AirAsia Bhd. (AIRA) placed an order for 200 Airbus SAS A320neo planes, surpassing a record contract confirmed by Indian carrier IndiGo a day earlier, as Asian airlines dominated the Paris Air Show.
The AirAsia deal, worth $18 billion at list prices, followed IndiGo’s order for 180 A320 and A320neo planes. Go Airlines (India) Ltd., Cebu Pacific and PT Garuda Indonesia also agreed to orders or commitments for another 127 A320-family planes during the exhibition.
“All the growth is in the Asia-Pacific,” said Neil Hansford, Chairman of Strategic Aviation Solutions, a Sydney- based industry consultant. “You aren’t seeing all that many new orders in Europe, and you sure aren’t seeing many new orders in the United States.”
The Asian A320 deals helped Toulouse, France-based Airbus announce more than 16 times as many firm orders as Boeing Co. at the show and contributed to the A320neo becoming the fastest selling new airliner in history. Chicago-based Boeing Co. has yet to decide whether to upgrade its rival 737 aircraft or design a completely new jet.
AirAsia, the region’s biggest low-cost carrier, became Airbus’s largest airline customer in the single-aisle market with its Paris order. The Sepang, Malaysia-based carrier has ordered a total of 375 A320-series aircraft, including 89 already in service, according to Airbus.
The carrier rose 4.1 percent to 3.29 ringgit in Kuala Lumpur trading, helped by a drop in oil prices yesterday that pushed up airline shares across the region.

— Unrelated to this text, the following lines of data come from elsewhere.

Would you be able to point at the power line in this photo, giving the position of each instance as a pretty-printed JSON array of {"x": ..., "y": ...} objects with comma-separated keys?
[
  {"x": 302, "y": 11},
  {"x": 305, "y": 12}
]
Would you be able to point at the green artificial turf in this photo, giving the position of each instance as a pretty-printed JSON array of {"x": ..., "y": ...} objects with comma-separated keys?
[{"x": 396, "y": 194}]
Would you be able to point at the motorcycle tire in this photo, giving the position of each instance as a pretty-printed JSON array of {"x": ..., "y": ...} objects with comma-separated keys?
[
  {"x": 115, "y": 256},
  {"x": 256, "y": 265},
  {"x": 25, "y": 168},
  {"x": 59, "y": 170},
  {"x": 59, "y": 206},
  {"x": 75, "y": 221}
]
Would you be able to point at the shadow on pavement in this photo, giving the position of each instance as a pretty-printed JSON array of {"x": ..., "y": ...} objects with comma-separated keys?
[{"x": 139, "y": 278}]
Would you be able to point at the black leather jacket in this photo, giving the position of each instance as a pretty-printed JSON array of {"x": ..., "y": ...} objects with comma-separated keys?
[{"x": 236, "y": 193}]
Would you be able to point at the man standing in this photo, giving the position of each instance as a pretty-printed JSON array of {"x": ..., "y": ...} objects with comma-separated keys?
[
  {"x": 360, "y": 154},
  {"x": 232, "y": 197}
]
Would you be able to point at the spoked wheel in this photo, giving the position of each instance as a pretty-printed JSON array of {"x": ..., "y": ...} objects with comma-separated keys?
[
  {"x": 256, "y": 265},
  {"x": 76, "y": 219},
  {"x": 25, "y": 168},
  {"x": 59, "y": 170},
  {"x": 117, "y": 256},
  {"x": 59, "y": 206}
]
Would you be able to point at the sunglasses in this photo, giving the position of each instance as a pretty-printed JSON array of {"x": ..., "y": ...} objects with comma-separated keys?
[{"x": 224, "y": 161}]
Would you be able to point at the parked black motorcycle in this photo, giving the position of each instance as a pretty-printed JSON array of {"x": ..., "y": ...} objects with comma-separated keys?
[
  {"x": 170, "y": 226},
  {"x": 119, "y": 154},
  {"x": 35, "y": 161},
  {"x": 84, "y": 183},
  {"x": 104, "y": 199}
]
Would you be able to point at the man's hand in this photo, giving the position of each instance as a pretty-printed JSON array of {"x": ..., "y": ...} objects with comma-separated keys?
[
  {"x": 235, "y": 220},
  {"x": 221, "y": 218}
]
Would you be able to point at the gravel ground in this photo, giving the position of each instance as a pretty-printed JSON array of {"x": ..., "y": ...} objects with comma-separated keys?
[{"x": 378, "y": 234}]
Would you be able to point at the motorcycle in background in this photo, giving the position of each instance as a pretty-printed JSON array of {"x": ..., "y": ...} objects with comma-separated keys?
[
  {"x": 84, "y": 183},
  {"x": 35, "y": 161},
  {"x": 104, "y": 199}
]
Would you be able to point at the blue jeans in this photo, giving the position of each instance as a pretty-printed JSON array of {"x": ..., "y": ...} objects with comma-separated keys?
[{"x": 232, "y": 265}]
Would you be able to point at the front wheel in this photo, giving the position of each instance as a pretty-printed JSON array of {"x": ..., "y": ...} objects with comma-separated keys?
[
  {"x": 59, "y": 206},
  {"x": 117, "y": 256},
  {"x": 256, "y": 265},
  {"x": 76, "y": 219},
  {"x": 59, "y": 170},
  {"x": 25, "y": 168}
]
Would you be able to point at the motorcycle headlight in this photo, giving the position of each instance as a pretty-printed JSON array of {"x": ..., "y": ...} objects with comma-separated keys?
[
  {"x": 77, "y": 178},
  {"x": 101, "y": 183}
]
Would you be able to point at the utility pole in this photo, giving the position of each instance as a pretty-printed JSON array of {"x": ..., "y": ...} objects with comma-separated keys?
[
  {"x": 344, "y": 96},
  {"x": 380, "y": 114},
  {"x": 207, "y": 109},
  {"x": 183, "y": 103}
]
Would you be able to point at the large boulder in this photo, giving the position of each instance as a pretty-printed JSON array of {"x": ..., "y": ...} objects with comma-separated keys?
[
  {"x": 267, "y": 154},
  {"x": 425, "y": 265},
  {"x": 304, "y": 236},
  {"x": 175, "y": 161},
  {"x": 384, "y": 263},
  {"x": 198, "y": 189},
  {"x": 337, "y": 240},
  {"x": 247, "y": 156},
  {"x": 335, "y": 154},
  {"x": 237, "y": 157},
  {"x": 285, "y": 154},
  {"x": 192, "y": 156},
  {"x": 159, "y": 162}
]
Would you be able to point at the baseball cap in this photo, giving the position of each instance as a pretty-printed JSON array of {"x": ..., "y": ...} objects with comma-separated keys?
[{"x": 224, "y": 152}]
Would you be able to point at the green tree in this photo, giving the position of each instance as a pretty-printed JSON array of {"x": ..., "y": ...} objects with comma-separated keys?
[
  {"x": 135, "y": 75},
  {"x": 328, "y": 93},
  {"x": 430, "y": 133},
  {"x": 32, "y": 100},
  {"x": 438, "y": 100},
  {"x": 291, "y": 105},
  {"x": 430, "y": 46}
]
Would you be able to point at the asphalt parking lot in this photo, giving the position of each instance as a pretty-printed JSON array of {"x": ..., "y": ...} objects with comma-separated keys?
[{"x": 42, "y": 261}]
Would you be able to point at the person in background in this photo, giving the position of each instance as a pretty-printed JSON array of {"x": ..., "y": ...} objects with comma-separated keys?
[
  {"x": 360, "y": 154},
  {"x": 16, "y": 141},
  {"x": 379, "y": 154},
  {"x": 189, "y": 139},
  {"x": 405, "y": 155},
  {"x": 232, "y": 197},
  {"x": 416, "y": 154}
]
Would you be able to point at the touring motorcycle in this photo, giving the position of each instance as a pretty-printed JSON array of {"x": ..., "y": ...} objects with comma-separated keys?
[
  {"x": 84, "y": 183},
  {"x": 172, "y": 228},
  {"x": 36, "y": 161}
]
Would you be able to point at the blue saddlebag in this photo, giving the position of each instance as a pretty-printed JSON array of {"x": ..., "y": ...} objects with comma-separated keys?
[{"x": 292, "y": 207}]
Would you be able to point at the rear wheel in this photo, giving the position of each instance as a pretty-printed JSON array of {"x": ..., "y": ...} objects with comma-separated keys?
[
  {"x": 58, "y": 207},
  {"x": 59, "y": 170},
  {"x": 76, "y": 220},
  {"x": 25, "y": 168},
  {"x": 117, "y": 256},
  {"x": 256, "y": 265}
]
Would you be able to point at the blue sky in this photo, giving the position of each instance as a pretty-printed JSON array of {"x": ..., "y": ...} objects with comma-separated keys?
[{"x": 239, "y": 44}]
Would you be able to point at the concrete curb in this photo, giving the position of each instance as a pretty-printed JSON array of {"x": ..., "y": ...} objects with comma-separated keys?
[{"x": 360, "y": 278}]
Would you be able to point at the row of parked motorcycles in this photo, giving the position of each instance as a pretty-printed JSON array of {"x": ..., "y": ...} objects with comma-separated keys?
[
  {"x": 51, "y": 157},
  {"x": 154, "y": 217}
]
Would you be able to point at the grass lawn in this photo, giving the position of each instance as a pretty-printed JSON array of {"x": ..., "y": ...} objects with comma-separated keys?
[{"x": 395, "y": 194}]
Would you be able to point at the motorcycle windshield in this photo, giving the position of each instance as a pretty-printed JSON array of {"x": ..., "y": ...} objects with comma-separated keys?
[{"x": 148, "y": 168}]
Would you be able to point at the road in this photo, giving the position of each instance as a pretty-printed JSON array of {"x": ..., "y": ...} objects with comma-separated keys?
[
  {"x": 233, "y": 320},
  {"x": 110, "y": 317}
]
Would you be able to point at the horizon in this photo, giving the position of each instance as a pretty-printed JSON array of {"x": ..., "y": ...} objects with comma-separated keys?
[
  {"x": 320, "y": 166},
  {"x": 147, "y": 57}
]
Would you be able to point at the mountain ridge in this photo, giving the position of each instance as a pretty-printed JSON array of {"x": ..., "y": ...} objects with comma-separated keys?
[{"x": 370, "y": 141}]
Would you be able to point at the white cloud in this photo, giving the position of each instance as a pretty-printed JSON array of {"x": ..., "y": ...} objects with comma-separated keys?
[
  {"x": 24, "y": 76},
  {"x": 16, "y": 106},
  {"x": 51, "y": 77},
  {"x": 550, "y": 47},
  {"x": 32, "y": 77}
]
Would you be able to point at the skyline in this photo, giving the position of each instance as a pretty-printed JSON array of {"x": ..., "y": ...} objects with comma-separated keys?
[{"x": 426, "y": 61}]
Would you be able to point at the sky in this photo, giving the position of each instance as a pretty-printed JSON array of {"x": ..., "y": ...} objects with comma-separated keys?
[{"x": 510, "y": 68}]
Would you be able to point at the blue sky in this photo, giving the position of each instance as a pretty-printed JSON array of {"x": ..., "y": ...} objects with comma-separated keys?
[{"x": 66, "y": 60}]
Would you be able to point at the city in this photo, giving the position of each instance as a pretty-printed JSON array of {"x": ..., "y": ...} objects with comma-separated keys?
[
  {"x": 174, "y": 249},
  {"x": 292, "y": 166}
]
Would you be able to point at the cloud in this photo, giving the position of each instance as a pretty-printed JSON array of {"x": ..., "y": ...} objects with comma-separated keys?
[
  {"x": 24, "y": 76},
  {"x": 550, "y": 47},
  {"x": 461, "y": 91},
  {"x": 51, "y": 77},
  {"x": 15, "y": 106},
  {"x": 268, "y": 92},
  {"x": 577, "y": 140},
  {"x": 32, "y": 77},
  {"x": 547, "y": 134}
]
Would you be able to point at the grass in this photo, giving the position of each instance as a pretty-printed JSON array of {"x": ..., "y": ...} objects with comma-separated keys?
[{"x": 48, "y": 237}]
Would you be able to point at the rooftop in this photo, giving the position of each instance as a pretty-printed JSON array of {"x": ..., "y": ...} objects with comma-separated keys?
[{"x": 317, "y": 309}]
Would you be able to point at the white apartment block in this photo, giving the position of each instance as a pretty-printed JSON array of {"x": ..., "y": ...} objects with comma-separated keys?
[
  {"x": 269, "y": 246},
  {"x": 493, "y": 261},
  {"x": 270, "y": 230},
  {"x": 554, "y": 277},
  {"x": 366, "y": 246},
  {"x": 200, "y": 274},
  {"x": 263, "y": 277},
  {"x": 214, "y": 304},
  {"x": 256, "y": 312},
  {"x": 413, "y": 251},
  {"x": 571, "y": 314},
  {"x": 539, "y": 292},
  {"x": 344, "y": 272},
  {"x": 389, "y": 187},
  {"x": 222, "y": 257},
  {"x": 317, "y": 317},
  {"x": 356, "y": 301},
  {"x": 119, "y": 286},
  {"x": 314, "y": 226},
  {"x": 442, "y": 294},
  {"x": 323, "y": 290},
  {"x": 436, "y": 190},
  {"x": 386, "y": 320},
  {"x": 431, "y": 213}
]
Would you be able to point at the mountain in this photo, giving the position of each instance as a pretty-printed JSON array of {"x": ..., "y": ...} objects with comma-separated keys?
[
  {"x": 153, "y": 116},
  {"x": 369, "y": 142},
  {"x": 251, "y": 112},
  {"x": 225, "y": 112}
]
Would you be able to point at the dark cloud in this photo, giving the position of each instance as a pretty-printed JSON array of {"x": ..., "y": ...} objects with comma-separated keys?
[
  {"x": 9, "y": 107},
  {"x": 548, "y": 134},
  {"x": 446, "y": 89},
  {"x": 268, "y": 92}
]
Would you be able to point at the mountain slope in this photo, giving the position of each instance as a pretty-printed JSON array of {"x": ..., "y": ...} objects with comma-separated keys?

The airline has risen 30 percent this year, the best performance among the 31 members of the Bloomberg World Airlines Index.
“AirAsia will retain its dominance in the low-cost carrier market in Asia,” said Firdaus Hisham, a Kuala Lumpur-based analyst with Macquarie Securities Ltd. “There could be one or two concerns about overcapacity, but at the same time, Asia is a fast-growing market.”
Asia-Pacific international travel may expand 7.6 percent a year through 2014, compared with growth rates of about 5 percent in North America and Europe, according to the International Air Transport Association.
IndiGo firmed up a previously announced order for 150 A320neos and 30 of the existing version of the A320. GoAir, another Indian budget carrier, confirmed a deal for 72 A320neos it first revealed last week.
“There are millions on trains in India that will move to air travel,” said Hansford. “The Indian market could grow fivefold so long as the middle class keeps growing.”
AirAsia has its main base in Malaysia, ventures in Thailand and Indonesia, and a long-haul affiliate. The carrier flies to more than 20 countries, according to its website. Chief Executive Officer Tony Fernandes and partners bought the then- unprofitable airline about a decade ago.
AirAsia now has “the ability to meet the huge growth potential offered by the Asian market,” Fernandes said yesterday at an air show press conference.
Airbus, a unit of European Aeronautic, Defence & Space Co., plans to introduce the A320neo, which features new engines, from late 2015. The planemaker is promising efficiency gains of 15 percent versus existing narrow-body aircraft.
AirAsia will power its A320neos with the Leap-X engine from CFM International, a venture of General Electric Co. (GE) and Safran SA. (SAF) Two engines go on each aircraft, giving the order a value of about $4.8 billion based on list prices. The Leap-X competes with the geared turbofan from United Technologies Corp. (UTX)’s Pratt & Whitney unit.
Airbus had a record air show, with 418 firm orders valued at $44 billion. The A320neo, with a list price of $91.2 million, attracted a total of 667 orders and commitments worth almost $61 billion, taking the model’s overall total to 1,029.
Boeing had orders and commitments for 142 planes worth more than $22 billion at the show. Its orders included a contract for 10 737s from Malaysian Airline System Bhd. Bombardier Inc., the third-biggest planemaker, also won a contract for as many as 30 of its new CSeries plane from Korean Air Lines Co. at the show.